3. The PE fabric thickness online monitoring roller according to claim 1, characterized in that, The inner wall of the rear rotating shaft (404) is welded to the inner wall of the rear support bearing (403). The end of the rear rotating shaft (404) is connected to the rotary encoder (406). The rotary encoder (406) is electrically connected to the master control sensor (3).
4. The PE fabric thickness online monitoring roller according to claim 1, characterized in that, The surface of the roller shaft (407) is equipped with an induction roller (408). The roller shaft (407) is connected to the rotating shaft arm (405) by a bearing. The roller shaft (407) rotates along the rear support bearing (403) via the rotating shaft arm (405) and the rear rotating shaft (404).

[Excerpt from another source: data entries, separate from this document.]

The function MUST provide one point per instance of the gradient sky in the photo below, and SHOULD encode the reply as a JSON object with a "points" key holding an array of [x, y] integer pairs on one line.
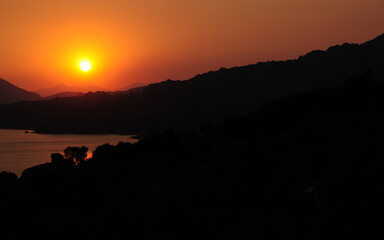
{"points": [[42, 41]]}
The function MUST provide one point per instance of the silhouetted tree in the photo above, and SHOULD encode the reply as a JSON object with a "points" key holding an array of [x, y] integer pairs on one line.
{"points": [[76, 154], [58, 159], [7, 177]]}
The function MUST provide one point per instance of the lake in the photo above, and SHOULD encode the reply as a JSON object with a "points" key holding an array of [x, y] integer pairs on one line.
{"points": [[20, 150]]}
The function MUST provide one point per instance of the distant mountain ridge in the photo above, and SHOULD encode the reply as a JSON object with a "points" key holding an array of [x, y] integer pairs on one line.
{"points": [[207, 99], [9, 93], [63, 88]]}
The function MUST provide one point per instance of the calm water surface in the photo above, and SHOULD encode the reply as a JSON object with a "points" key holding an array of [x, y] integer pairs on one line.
{"points": [[19, 150]]}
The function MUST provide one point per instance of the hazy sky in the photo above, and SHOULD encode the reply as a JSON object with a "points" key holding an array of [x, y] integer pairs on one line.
{"points": [[42, 41]]}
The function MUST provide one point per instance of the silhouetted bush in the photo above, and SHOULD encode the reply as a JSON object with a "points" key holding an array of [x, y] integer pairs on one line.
{"points": [[76, 154]]}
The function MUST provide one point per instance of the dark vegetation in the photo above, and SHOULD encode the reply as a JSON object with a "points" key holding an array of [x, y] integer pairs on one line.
{"points": [[206, 99], [303, 167]]}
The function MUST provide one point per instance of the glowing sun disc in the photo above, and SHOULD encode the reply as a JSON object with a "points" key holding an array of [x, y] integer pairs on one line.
{"points": [[85, 66]]}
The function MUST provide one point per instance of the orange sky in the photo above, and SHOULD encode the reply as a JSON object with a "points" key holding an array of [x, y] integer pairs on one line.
{"points": [[128, 41]]}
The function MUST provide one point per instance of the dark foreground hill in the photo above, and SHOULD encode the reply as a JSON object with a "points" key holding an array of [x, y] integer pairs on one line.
{"points": [[11, 94], [203, 100], [303, 167]]}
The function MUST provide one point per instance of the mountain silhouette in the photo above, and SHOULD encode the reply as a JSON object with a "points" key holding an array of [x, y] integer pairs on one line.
{"points": [[10, 93], [131, 86], [308, 166], [64, 94], [207, 99], [61, 88]]}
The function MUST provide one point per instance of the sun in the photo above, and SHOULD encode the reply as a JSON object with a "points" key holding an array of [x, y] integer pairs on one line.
{"points": [[85, 66]]}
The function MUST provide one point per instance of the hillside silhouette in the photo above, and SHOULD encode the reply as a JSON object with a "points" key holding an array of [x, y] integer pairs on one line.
{"points": [[206, 99], [65, 88], [303, 167], [10, 93]]}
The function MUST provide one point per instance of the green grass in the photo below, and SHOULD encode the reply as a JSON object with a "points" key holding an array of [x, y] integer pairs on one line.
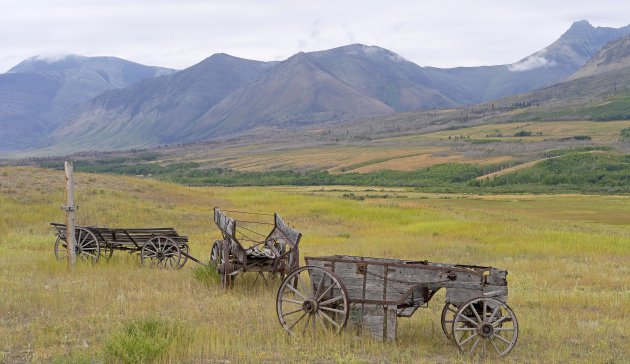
{"points": [[610, 173], [566, 256], [141, 341], [575, 170]]}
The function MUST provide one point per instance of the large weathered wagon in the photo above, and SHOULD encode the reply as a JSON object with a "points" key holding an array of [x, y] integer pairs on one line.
{"points": [[371, 293], [276, 252], [157, 247]]}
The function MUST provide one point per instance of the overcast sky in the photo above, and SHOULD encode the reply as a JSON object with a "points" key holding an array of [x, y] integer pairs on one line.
{"points": [[180, 33]]}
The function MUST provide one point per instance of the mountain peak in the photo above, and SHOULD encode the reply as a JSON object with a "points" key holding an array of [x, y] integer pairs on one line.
{"points": [[48, 62]]}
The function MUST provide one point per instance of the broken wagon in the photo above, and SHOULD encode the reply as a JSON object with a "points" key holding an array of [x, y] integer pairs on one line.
{"points": [[369, 294], [161, 247], [244, 249]]}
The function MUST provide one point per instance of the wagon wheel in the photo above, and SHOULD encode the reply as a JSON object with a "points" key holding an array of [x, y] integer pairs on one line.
{"points": [[312, 300], [87, 247], [183, 249], [161, 252], [223, 264], [448, 314], [485, 325]]}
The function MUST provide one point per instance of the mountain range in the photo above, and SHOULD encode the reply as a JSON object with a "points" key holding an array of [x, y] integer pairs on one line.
{"points": [[39, 93], [224, 95]]}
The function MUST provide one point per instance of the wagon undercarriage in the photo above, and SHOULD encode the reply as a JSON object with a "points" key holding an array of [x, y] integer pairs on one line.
{"points": [[368, 295]]}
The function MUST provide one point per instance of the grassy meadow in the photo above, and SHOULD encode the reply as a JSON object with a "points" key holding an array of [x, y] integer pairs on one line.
{"points": [[567, 256]]}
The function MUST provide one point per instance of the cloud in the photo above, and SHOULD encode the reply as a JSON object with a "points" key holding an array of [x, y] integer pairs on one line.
{"points": [[534, 61]]}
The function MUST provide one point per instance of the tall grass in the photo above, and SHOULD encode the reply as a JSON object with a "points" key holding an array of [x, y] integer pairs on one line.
{"points": [[566, 256]]}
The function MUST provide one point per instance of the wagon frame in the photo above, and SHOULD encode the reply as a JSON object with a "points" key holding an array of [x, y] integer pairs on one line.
{"points": [[369, 294], [160, 247]]}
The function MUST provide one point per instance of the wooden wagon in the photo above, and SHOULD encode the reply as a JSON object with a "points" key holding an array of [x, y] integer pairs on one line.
{"points": [[243, 249], [369, 294], [157, 247]]}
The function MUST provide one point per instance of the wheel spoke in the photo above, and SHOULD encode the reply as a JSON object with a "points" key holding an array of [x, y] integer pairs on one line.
{"points": [[292, 312], [484, 310], [494, 312], [469, 319], [296, 321], [289, 286], [321, 322], [475, 345], [292, 301], [320, 286], [495, 347], [504, 329], [325, 292], [465, 329], [502, 339], [308, 319], [500, 320], [332, 300], [476, 313], [300, 283], [467, 339]]}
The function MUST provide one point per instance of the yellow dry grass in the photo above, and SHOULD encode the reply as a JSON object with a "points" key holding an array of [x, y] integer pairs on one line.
{"points": [[567, 256]]}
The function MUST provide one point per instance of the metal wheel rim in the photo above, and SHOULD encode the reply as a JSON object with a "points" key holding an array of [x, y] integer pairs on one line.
{"points": [[184, 258], [87, 245], [215, 254], [467, 329], [312, 306], [448, 315], [161, 252]]}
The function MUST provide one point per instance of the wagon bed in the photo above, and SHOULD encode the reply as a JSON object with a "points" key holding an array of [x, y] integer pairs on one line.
{"points": [[369, 294], [161, 246]]}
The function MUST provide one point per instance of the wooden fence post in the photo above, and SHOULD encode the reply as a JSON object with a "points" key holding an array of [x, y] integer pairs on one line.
{"points": [[70, 208]]}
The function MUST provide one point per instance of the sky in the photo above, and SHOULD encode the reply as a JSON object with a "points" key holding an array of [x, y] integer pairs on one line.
{"points": [[180, 33]]}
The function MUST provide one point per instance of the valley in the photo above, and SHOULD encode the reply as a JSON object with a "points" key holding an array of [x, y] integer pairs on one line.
{"points": [[548, 243]]}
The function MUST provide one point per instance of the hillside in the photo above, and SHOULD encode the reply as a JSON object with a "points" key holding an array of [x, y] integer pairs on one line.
{"points": [[309, 89], [37, 94], [546, 67], [120, 311]]}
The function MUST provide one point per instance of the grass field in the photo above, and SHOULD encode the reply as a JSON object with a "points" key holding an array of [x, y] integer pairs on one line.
{"points": [[567, 257], [601, 132]]}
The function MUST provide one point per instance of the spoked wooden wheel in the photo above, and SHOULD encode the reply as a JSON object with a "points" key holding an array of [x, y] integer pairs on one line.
{"points": [[448, 314], [184, 251], [312, 300], [161, 252], [215, 253], [61, 247], [486, 326]]}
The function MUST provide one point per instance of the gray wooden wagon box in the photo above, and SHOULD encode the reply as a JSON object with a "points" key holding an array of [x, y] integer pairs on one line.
{"points": [[369, 294]]}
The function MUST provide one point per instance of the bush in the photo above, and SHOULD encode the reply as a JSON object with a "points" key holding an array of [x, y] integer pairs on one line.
{"points": [[141, 341], [523, 133]]}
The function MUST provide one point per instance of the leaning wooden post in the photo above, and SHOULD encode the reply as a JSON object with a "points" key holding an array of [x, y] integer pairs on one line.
{"points": [[70, 208]]}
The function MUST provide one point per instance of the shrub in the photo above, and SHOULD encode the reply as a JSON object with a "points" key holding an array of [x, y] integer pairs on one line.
{"points": [[207, 275]]}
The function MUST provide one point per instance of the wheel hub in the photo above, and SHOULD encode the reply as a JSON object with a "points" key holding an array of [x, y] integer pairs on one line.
{"points": [[485, 330], [310, 306]]}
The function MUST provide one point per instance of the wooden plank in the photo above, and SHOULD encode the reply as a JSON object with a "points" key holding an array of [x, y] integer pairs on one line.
{"points": [[373, 320]]}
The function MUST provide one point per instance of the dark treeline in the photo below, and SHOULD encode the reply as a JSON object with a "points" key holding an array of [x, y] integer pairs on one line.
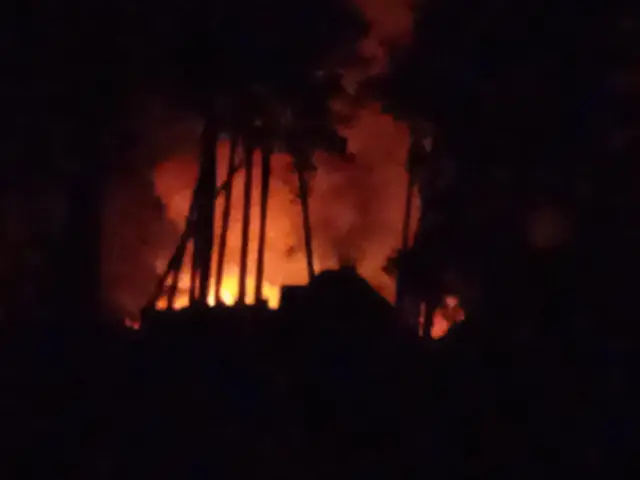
{"points": [[527, 108]]}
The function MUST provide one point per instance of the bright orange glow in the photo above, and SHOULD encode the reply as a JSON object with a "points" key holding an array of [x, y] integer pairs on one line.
{"points": [[132, 323], [229, 292], [446, 316]]}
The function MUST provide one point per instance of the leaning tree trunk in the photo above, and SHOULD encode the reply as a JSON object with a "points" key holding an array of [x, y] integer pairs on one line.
{"points": [[246, 220], [205, 200], [306, 219], [226, 216], [264, 198]]}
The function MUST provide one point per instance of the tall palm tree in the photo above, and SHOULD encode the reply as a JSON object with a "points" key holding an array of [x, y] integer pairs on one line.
{"points": [[226, 215], [266, 152], [246, 219], [303, 164], [204, 198]]}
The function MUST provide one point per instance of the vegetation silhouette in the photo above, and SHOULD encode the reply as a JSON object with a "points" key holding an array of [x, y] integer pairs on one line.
{"points": [[334, 384]]}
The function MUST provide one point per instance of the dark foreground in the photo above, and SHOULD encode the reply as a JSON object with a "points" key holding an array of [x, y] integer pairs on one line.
{"points": [[284, 396]]}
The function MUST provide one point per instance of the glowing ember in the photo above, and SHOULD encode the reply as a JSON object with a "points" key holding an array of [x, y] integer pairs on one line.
{"points": [[132, 323]]}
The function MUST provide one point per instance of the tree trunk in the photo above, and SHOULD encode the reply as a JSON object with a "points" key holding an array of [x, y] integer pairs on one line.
{"points": [[306, 219], [406, 224], [205, 221], [264, 198], [246, 220], [226, 216]]}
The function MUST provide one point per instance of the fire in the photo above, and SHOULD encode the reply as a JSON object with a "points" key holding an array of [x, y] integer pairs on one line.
{"points": [[229, 292]]}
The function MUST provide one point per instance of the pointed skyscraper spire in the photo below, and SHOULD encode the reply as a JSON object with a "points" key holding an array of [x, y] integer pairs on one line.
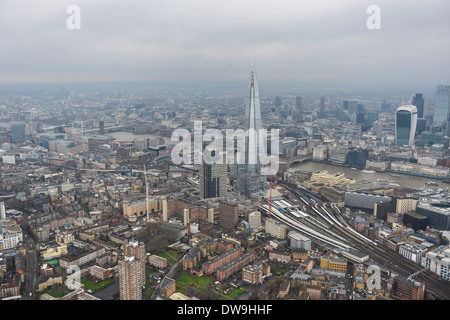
{"points": [[254, 124]]}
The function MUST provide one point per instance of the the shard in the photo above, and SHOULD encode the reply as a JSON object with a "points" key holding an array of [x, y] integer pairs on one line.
{"points": [[250, 182]]}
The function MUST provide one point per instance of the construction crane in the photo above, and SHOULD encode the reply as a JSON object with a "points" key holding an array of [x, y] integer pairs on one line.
{"points": [[270, 197], [146, 188]]}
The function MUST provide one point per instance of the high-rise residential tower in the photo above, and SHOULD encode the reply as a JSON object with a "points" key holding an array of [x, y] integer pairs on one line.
{"points": [[132, 271], [441, 105], [298, 103], [405, 125], [213, 178]]}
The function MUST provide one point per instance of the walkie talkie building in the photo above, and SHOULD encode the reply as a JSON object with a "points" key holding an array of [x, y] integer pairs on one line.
{"points": [[405, 125]]}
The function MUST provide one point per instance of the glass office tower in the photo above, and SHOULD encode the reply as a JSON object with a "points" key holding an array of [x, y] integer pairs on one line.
{"points": [[405, 125], [441, 105]]}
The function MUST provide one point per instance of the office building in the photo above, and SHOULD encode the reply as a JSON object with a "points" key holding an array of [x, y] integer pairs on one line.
{"points": [[405, 125], [438, 213], [252, 274], [441, 105], [322, 104], [438, 261], [275, 229], [408, 289], [250, 182], [254, 219], [18, 133], [412, 251], [228, 215], [299, 241]]}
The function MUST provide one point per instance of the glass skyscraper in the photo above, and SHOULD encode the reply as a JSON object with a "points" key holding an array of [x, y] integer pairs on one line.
{"points": [[249, 179], [441, 105], [405, 125], [418, 101]]}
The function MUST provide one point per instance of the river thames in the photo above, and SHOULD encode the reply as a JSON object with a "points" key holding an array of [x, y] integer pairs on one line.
{"points": [[404, 180]]}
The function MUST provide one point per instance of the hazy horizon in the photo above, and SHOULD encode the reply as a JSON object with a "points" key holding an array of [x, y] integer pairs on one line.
{"points": [[316, 44]]}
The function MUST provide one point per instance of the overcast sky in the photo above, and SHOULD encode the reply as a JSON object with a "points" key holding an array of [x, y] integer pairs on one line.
{"points": [[304, 41]]}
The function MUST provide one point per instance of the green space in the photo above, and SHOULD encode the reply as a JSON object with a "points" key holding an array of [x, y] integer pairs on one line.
{"points": [[169, 258], [53, 262], [54, 291], [148, 294], [176, 254], [95, 286], [235, 293], [201, 281]]}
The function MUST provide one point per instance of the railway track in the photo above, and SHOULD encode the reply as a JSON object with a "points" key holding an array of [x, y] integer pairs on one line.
{"points": [[380, 254]]}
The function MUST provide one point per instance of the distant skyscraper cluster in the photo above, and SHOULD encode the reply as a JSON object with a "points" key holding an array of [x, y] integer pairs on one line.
{"points": [[405, 125], [441, 105]]}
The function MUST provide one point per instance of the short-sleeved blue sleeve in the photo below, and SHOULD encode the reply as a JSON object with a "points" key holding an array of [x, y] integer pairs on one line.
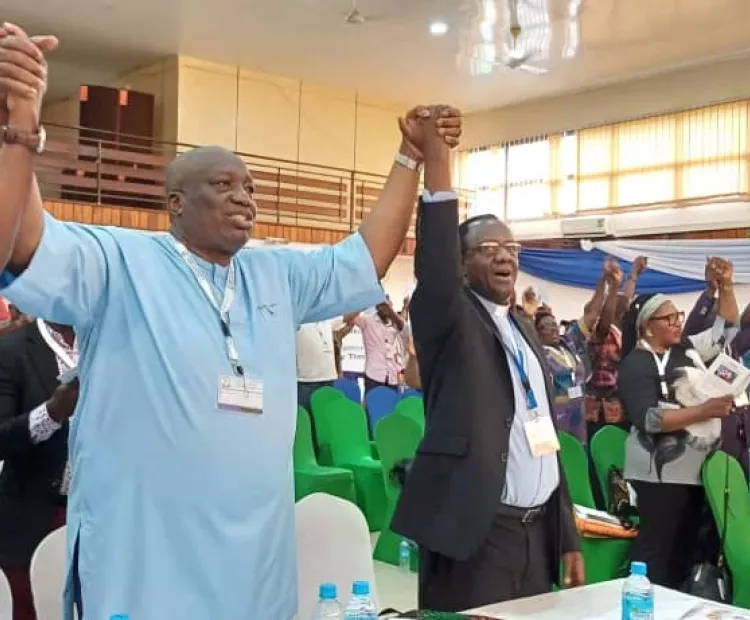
{"points": [[332, 280], [66, 279]]}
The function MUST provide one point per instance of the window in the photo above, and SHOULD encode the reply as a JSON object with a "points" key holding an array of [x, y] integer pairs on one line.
{"points": [[688, 155], [528, 180], [483, 172], [714, 151]]}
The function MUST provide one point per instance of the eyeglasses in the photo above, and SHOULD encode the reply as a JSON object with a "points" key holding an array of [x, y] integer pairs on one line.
{"points": [[490, 249], [676, 318]]}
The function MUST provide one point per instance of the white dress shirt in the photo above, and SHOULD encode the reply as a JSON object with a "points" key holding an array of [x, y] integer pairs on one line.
{"points": [[316, 361], [529, 481], [41, 424]]}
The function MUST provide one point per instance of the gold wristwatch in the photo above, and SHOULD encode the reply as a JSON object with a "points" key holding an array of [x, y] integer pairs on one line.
{"points": [[34, 141]]}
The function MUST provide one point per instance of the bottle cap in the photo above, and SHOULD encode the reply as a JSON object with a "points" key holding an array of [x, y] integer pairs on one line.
{"points": [[638, 568], [327, 591], [361, 588]]}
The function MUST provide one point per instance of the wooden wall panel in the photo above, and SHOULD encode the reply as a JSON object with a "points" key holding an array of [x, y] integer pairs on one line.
{"points": [[151, 219]]}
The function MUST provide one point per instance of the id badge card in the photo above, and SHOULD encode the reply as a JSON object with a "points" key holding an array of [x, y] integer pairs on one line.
{"points": [[541, 435], [240, 394]]}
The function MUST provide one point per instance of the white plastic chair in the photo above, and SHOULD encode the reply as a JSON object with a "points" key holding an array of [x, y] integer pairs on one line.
{"points": [[48, 575], [333, 545], [6, 598]]}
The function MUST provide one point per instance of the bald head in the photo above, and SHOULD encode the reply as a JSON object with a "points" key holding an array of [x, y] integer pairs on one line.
{"points": [[210, 202], [193, 166], [474, 230]]}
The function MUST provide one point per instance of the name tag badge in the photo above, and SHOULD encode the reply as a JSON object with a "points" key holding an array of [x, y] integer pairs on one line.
{"points": [[541, 435], [240, 394]]}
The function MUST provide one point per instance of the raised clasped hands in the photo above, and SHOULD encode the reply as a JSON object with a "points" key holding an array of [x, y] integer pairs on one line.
{"points": [[430, 131], [23, 74], [613, 272]]}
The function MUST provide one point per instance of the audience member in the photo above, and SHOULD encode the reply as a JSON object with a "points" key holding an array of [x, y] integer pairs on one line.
{"points": [[34, 413], [182, 499], [383, 336], [316, 359], [489, 425], [603, 404], [665, 451], [701, 318]]}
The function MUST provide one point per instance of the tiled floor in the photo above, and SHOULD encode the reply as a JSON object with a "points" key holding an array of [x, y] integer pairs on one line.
{"points": [[396, 589]]}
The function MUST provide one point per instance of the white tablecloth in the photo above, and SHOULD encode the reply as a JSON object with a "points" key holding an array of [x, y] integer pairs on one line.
{"points": [[602, 601]]}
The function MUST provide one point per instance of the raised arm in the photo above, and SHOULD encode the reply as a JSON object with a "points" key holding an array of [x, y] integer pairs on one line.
{"points": [[593, 309], [702, 315], [384, 228], [614, 279], [437, 258], [638, 267], [23, 82], [727, 306]]}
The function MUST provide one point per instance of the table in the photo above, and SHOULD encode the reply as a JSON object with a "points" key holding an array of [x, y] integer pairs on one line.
{"points": [[601, 601]]}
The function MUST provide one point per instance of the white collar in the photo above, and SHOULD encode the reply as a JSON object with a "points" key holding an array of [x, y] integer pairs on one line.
{"points": [[497, 311]]}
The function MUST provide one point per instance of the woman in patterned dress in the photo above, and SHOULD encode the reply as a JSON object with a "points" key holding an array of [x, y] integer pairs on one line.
{"points": [[565, 359]]}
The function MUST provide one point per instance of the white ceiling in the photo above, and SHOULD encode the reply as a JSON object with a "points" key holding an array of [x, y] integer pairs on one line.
{"points": [[391, 56]]}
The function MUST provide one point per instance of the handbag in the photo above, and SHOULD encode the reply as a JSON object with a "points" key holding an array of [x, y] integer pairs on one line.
{"points": [[713, 581], [618, 497]]}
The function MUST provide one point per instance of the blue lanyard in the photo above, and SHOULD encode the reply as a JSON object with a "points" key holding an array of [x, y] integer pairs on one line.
{"points": [[519, 360]]}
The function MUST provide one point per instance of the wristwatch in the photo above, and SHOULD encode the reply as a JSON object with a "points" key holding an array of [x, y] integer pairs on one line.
{"points": [[35, 142], [407, 162]]}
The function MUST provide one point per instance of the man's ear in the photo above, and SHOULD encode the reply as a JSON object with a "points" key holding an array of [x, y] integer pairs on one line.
{"points": [[174, 203]]}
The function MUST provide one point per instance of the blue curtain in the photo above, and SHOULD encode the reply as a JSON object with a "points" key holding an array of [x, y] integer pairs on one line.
{"points": [[582, 269]]}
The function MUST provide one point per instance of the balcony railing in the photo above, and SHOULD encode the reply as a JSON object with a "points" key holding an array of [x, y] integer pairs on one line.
{"points": [[92, 167]]}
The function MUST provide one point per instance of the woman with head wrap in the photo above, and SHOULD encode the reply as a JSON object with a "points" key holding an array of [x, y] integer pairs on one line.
{"points": [[663, 458]]}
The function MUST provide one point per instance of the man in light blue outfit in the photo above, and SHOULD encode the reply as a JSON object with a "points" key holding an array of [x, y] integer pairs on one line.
{"points": [[181, 503]]}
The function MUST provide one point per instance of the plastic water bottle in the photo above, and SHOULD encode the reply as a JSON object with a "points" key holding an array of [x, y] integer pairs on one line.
{"points": [[361, 606], [404, 556], [328, 605], [637, 594]]}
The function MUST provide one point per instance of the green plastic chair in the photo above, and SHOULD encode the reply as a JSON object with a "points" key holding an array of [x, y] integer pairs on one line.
{"points": [[318, 403], [347, 430], [607, 448], [604, 558], [309, 476], [737, 541], [576, 469], [412, 407], [397, 437]]}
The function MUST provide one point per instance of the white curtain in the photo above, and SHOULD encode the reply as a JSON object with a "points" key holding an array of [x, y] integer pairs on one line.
{"points": [[685, 258]]}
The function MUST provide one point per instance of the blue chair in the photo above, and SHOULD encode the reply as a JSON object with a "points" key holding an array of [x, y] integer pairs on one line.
{"points": [[380, 401], [410, 392], [349, 388]]}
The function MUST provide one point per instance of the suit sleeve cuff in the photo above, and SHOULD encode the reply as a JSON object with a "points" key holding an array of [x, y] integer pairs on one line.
{"points": [[41, 425], [442, 196]]}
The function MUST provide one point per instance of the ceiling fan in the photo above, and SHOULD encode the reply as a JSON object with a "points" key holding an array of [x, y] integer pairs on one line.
{"points": [[355, 16], [515, 58]]}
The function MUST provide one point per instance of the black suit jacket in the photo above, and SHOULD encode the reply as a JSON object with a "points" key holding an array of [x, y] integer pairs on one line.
{"points": [[453, 490], [31, 475]]}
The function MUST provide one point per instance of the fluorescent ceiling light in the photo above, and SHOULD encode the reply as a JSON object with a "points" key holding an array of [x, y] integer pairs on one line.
{"points": [[438, 28]]}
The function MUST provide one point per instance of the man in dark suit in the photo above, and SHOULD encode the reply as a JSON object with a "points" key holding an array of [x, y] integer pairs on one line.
{"points": [[34, 412], [485, 498]]}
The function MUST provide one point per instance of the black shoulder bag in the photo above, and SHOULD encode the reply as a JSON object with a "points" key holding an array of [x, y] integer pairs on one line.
{"points": [[713, 581]]}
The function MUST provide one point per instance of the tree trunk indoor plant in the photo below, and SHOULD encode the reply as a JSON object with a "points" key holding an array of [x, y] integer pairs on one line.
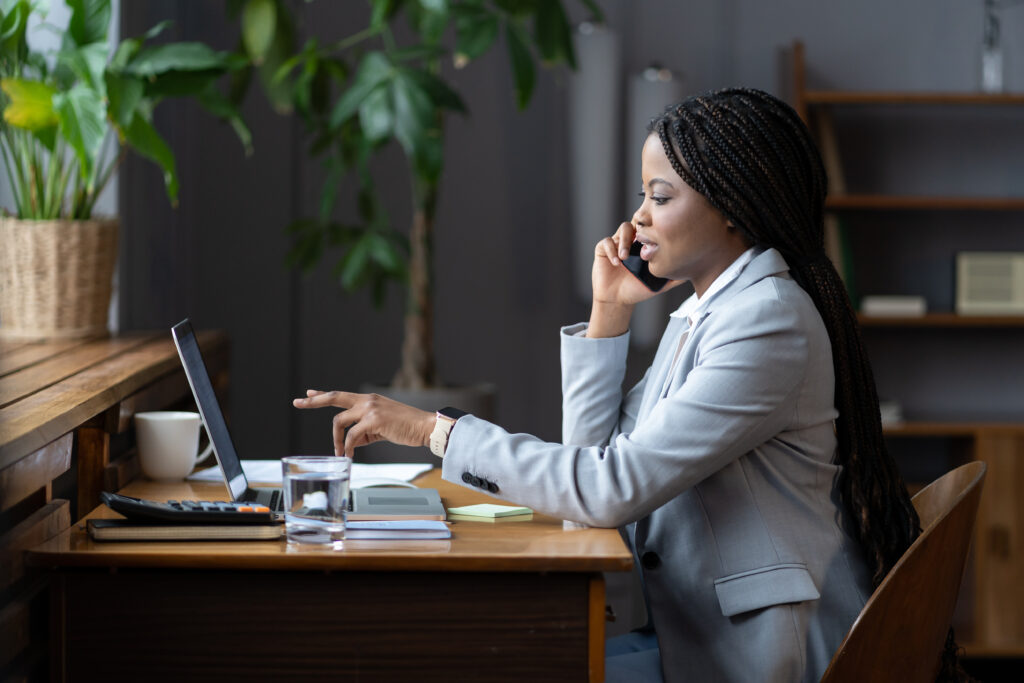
{"points": [[56, 261], [381, 83]]}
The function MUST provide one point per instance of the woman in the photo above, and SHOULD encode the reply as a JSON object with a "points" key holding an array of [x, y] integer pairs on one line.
{"points": [[748, 466]]}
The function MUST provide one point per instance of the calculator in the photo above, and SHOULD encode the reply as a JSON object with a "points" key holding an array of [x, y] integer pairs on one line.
{"points": [[188, 512]]}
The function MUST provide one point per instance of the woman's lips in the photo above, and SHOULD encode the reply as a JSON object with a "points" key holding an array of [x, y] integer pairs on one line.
{"points": [[647, 249]]}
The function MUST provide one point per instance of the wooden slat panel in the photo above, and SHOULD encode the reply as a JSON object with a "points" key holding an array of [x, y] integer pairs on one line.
{"points": [[42, 375], [93, 457], [30, 354], [35, 471], [15, 630], [42, 525], [35, 421], [999, 543], [158, 396]]}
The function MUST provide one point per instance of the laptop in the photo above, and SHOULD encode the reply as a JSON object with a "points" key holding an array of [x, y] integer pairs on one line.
{"points": [[365, 504]]}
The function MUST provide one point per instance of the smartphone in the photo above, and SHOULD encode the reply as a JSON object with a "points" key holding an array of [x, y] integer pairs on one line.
{"points": [[639, 267]]}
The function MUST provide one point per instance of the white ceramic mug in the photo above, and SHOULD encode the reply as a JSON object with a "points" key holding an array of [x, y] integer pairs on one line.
{"points": [[168, 442]]}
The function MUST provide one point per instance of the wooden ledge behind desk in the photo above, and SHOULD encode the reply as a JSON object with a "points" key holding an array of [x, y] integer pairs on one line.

5. The PE fabric thickness online monitoring roller according to claim 1, characterized in that, The inner wall of the driven shaft bracket (409) is welded to the roller shaft (407), and the driven shaft bracket (409) is connected to the inner side of the upper base (401) by a slot. The driven shaft bracket (409) is arranged in two symmetrical sets on the left and right.
6. The PE fabric thickness online monitoring roller according to claim 1, characterized in that, The force-receiving damper (410) and the driven shaft frame (409) are welded together. The force-receiving damper (410) is arranged in two symmetrical sets. A spring (411) is sleeved on the surface of the force-receiving damper (410). The force-receiving damper (410) and the damping deformation sensor (412) are electrically connected. The damping deformation sensor (412) and the main control sensor (3) are electrically connected.
7. The PE fabric thickness online monitoring roller according to claim 1, characterized in that, A laser scanning probe (5) is installed on the rear side of the lower base (1), and a laser data processor (6) is installed on the outer side of the laser scanning probe (5). The laser data processor (6) is electrically connected to the master control sensor (3).